A trip to the Nürburgring should demonstrate the car's impressive speeds. Tesla used the course to show off how the company's technologies are leaving competitors in the dust. In November 2019, a Tesla Model S with the under-development "Plaid" powertrain completed the Nordschleife circuit in just seven minutes and 13 seconds. The feat undercut the all-electric Porsche Taycan by nearly 30 seconds, with the Model S competitor scoring a lap time of seven minutes and 42 seconds.
The "Plaid" powertrain could be part of what makes the Roadster such a speed demon. At the original November 2017 unveiling, Musk explained that the Roadster would ship with a special "Plaid" mode, an improvement over the "Ludicrous" mode then available in the firm's Model S and X vehicles. Both modes are a reference to '80s sci-fi classic Spaceballs, in which "Plaid" designates the next step up from "Ludicrous."

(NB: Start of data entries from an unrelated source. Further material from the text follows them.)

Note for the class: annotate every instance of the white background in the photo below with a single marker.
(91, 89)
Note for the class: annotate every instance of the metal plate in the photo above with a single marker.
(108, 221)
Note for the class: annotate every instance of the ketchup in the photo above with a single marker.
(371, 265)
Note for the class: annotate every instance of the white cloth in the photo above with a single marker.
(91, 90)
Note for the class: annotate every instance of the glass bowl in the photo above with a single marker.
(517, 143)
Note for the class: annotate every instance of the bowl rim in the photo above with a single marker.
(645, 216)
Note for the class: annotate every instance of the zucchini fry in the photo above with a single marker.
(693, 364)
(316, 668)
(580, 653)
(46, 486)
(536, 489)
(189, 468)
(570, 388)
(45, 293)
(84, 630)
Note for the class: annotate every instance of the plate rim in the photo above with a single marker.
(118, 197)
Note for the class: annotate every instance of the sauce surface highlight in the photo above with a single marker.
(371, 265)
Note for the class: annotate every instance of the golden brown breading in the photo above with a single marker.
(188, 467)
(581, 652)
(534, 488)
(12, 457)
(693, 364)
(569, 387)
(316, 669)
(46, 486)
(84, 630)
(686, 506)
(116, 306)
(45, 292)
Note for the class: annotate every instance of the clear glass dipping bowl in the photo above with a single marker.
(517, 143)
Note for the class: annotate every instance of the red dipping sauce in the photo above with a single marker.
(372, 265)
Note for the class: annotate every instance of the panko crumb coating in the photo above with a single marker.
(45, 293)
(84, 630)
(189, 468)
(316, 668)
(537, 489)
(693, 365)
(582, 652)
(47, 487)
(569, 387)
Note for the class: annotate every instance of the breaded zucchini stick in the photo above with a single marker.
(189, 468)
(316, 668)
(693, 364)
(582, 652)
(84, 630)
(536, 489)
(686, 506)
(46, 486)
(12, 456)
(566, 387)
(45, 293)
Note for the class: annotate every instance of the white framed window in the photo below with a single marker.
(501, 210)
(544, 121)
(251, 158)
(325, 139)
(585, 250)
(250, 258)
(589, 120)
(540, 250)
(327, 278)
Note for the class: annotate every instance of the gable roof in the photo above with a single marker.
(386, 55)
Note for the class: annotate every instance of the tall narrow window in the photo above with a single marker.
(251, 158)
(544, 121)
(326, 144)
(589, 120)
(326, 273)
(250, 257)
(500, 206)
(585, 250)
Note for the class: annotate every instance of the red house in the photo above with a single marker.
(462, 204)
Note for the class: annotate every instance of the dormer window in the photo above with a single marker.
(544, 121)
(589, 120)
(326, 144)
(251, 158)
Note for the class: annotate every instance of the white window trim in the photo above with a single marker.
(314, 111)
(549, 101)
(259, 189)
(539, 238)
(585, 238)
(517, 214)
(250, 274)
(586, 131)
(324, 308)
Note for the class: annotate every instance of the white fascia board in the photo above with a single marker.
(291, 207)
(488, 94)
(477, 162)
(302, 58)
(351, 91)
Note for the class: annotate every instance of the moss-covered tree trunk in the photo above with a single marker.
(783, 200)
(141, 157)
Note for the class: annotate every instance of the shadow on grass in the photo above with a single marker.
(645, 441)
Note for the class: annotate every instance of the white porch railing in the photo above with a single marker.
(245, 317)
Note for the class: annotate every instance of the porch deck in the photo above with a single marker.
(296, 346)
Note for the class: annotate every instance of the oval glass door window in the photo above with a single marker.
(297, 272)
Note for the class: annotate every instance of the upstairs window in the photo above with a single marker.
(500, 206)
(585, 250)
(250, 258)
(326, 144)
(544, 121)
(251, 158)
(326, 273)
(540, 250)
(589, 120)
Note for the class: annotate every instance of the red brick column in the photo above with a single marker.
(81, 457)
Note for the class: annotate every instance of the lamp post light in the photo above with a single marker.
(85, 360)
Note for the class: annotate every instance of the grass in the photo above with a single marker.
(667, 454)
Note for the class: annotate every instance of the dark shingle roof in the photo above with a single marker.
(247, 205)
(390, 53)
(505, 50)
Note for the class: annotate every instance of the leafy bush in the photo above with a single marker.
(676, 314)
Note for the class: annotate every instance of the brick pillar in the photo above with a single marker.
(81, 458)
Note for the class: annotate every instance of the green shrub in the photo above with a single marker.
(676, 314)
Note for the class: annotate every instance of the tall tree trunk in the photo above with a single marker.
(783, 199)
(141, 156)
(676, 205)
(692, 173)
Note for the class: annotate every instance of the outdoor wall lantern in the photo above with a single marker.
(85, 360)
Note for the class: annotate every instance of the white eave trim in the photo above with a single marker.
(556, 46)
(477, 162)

Two years later, in September 2019, Musk revealed that a triple-motor "Plaid" powertrain would also come to the Model S and Model X. The Model S version, Musk claimed, would feature seven seats and start shipping in October or November 2020. In April 2020, Musk explained that the team was planning to simplify the project and reduce complexity.
Originally expected to launch in 2020, the Roadster may now launch in 2022. During an appearance on The Joe Rogan Experience podcast in May 2020, Musk claimed the firm would focus on shipping the Cybertruck before moving on to the Roadster. The first Cybertruck vehicles are expected to start shipping in late 2021.
The Inverse analysis – This could be the first major demonstration of the Roadster's potential. At the prototype's unveiling, select fans were able to take a short test ride and experience the intense acceleration rates. These hands-on experiences were later shown in a December 2018 compilation video.
A circuit lap could reveal a more powerful vehicle than expected. In July 2018, racer Emile Bouret claimed the released specifications were "conservative." With planned boosts for the higher-end models of Roadster, like a "SpaceX options package," the original version could pale in comparison to some of the vehicles that will hit the road later.
Update 09/21 1 p.m. Eastern time: The article has been updated to clarify the measurements of the race track.